Adversarial Machine learning

  • Deep learning might lot learn the representation that you expect.
  • While we think that it would learn that a stop sign is red, octagonal, contains the word STOP in white text, it could actually just be learning something trivial like what the tops of the letters look like. This would allow someone to deface a stop sign in some minor way such as putting dots above the letter that would make it so that the self driving cars can’t recognise the sign even though humans still could.


How the data is represented determines what tasks security technology can perform with it

Security technologies can apply static policies or learn patterns. Complicated systems will use both.

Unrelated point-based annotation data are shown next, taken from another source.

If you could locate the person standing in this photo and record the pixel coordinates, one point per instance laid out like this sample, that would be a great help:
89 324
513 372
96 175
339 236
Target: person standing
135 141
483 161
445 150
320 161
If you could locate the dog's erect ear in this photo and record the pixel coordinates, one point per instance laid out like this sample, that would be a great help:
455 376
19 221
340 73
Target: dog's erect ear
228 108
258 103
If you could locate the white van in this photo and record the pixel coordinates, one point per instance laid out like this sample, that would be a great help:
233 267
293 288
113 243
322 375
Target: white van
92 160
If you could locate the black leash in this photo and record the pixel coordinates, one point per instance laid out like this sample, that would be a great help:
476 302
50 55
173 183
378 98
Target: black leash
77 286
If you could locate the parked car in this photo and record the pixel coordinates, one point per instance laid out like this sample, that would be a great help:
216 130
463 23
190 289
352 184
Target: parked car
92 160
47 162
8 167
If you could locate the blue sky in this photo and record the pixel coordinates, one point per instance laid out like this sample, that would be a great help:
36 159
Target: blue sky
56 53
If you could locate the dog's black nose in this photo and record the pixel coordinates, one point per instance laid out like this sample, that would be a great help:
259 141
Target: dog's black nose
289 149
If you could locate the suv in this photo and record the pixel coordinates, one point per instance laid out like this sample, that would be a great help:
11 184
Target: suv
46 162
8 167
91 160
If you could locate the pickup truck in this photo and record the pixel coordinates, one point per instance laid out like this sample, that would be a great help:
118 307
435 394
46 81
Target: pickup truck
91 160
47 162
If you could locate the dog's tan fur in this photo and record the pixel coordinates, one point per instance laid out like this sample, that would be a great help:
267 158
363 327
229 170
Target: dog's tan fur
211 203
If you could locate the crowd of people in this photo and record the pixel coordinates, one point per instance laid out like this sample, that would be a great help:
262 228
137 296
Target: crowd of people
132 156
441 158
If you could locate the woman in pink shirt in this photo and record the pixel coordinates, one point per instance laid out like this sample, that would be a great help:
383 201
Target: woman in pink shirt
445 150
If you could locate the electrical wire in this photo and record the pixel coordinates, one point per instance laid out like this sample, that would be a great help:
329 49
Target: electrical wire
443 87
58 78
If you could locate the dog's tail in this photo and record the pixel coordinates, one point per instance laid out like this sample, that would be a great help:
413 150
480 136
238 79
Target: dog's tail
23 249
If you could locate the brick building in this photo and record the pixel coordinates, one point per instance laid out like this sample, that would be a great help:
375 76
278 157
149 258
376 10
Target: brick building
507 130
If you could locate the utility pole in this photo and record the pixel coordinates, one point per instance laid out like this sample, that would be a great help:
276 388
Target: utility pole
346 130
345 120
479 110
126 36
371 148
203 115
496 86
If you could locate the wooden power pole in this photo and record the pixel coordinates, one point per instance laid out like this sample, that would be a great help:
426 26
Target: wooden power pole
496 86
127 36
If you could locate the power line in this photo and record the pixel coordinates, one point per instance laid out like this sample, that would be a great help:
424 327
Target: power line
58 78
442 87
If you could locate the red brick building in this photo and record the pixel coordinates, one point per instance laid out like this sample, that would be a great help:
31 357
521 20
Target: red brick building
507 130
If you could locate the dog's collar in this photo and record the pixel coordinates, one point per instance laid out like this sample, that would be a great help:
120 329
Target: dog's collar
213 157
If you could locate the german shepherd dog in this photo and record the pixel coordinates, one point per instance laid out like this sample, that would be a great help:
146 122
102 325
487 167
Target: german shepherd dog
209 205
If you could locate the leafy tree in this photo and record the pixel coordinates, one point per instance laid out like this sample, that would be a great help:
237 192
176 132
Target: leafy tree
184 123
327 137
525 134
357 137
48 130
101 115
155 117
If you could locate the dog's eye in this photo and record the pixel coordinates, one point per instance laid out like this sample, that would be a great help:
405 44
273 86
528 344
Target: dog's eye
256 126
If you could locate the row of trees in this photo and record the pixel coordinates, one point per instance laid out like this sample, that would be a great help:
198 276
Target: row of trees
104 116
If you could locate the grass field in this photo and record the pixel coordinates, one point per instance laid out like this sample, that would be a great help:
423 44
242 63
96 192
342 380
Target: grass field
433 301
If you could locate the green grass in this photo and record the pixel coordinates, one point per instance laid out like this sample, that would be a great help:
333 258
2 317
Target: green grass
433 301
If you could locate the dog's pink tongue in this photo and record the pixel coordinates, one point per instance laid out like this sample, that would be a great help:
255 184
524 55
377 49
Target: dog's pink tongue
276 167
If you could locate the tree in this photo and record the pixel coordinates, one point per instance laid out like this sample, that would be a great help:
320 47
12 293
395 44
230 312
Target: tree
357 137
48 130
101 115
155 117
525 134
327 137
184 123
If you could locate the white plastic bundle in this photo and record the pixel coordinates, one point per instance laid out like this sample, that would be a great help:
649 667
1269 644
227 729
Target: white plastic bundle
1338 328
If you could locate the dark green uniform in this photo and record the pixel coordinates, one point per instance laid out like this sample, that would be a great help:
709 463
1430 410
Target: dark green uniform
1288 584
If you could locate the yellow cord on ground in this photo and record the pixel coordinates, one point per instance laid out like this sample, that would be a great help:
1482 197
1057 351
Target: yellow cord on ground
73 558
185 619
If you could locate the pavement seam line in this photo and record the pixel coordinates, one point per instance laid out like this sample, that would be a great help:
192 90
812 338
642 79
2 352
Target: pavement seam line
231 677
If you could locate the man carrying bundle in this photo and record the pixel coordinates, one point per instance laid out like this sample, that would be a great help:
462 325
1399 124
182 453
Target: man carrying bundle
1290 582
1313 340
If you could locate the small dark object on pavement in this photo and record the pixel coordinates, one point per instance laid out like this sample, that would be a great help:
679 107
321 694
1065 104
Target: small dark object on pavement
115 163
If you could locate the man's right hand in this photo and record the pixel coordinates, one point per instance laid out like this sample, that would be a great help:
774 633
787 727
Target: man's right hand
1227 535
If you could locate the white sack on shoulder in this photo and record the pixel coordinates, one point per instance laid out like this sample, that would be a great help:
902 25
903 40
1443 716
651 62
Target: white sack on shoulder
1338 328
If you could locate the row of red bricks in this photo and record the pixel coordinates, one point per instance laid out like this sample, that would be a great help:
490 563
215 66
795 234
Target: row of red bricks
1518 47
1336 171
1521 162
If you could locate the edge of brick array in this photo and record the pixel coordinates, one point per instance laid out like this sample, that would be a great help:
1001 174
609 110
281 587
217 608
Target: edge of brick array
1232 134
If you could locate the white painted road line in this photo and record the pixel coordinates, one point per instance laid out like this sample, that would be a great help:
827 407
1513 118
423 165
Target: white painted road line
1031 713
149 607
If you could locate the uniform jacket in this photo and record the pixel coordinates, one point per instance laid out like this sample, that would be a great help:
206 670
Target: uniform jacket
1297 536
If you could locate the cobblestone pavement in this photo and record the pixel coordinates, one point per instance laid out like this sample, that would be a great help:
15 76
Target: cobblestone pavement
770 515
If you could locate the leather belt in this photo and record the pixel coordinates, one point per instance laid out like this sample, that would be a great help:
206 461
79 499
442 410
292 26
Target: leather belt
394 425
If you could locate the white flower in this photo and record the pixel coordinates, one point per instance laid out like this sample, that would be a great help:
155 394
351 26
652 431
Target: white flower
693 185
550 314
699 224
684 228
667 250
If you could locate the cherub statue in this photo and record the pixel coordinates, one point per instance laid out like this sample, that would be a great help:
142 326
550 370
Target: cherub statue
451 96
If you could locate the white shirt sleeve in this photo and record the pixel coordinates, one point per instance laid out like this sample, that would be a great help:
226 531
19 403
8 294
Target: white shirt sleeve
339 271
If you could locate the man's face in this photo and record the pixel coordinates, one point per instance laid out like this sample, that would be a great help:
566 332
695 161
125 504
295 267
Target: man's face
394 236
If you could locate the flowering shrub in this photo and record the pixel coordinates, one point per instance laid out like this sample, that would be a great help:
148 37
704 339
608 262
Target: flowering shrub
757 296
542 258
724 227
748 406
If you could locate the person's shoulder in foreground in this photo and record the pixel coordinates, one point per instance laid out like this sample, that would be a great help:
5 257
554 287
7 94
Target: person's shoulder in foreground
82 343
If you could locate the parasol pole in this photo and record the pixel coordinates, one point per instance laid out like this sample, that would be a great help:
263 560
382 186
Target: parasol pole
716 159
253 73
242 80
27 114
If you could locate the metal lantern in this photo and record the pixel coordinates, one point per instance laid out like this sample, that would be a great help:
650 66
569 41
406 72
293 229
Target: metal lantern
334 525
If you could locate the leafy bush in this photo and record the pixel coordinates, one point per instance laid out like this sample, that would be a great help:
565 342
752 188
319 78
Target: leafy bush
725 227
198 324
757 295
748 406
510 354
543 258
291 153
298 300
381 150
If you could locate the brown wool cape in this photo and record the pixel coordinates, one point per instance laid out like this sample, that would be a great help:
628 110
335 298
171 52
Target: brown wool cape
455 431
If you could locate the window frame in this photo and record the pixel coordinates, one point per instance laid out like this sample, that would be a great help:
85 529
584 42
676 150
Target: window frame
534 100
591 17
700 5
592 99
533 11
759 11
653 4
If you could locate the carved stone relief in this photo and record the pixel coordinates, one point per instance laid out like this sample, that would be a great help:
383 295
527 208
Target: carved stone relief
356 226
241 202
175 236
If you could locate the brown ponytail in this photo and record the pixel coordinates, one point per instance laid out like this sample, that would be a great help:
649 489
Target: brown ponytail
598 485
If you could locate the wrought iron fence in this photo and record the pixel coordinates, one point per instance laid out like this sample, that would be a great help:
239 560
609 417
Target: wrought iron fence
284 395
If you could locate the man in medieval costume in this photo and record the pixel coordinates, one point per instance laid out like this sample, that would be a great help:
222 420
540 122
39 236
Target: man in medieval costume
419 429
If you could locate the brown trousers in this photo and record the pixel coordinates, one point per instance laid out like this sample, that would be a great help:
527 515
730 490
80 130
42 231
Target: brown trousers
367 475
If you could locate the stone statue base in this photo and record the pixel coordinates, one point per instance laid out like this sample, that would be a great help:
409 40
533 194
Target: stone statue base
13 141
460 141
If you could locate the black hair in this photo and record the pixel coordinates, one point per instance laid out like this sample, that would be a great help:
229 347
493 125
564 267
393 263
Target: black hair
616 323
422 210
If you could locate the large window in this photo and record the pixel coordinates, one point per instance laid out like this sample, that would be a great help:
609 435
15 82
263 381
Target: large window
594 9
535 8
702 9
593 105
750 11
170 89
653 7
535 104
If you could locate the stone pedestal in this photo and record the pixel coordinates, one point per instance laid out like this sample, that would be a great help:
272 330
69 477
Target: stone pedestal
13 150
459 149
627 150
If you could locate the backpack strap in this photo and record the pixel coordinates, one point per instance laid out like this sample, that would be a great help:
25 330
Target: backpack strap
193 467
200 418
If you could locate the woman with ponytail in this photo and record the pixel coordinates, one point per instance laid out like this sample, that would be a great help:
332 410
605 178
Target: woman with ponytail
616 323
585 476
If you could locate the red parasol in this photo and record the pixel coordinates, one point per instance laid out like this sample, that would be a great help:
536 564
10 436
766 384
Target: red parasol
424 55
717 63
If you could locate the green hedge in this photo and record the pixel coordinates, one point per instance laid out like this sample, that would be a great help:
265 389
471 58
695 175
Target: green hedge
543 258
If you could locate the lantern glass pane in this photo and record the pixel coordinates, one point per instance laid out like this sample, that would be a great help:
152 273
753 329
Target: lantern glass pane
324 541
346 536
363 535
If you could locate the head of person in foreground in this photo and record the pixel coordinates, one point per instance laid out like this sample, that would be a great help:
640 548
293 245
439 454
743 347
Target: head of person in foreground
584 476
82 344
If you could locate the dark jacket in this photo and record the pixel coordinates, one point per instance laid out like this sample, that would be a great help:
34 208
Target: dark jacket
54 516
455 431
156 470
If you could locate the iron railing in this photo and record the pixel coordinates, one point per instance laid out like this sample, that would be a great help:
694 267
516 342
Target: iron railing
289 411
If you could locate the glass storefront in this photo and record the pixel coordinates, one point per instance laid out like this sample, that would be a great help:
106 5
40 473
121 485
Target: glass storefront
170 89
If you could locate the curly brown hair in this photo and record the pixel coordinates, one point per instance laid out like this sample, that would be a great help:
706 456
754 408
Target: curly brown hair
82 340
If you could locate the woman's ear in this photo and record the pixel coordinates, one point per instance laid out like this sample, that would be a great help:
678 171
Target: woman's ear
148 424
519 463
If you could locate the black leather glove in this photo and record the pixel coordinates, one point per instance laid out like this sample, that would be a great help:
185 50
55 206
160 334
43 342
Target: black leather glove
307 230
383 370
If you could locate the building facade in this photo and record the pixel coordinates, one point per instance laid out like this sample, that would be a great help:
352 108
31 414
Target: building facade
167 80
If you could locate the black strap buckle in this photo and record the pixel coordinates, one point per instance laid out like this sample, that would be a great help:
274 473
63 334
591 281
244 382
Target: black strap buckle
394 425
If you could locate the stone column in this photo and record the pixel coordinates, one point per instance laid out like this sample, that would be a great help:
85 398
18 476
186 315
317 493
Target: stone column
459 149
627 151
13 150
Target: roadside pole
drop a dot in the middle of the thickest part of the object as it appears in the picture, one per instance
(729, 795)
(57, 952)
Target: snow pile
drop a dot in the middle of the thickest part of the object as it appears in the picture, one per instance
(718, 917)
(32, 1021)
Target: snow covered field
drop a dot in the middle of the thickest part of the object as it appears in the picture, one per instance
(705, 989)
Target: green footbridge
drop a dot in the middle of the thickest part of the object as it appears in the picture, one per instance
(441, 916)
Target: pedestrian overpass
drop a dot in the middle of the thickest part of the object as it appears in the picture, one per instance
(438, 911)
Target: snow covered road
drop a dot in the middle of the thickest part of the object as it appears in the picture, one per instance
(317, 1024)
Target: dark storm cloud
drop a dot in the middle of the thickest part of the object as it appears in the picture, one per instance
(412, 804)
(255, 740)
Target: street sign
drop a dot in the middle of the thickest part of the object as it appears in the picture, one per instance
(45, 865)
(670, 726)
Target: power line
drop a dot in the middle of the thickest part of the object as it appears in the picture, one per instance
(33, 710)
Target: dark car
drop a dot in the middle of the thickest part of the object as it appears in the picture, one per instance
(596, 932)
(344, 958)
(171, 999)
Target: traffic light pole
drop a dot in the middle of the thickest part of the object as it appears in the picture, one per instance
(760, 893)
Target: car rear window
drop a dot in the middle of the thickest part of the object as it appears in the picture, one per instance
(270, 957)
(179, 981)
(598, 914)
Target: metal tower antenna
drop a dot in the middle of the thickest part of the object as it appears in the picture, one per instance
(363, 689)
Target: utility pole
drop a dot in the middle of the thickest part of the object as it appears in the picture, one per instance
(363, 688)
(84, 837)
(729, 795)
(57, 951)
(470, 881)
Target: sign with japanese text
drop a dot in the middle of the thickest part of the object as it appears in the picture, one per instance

For the example of a spam filter, it can have static policies for email addresses or keywords to ignore, and it can also learn from the vast amount of data available. Spam filtering is able to be quite sophisticated because there is a clear indication of success and failure, and there is incentive for both the host and the user to get it correct.


Log files:

  • SIEMs (System information event management)
    • Manage logs from multiple systems
    • Represents all logs as a common representation for use with analytic tools
    • Not good in practice because you need domain specific knowledge to understand the logs
  • CASB
    • SIEM for cloud applications


Graylisting

When a user firsts attempts to do something the server responds with responds with “try again later” instead of a failure, then after a set amount of time adds it to a list. When that thing is attempted again later the server accepts and adds that action to a white list because a spam bot will not try things twice, but a user will.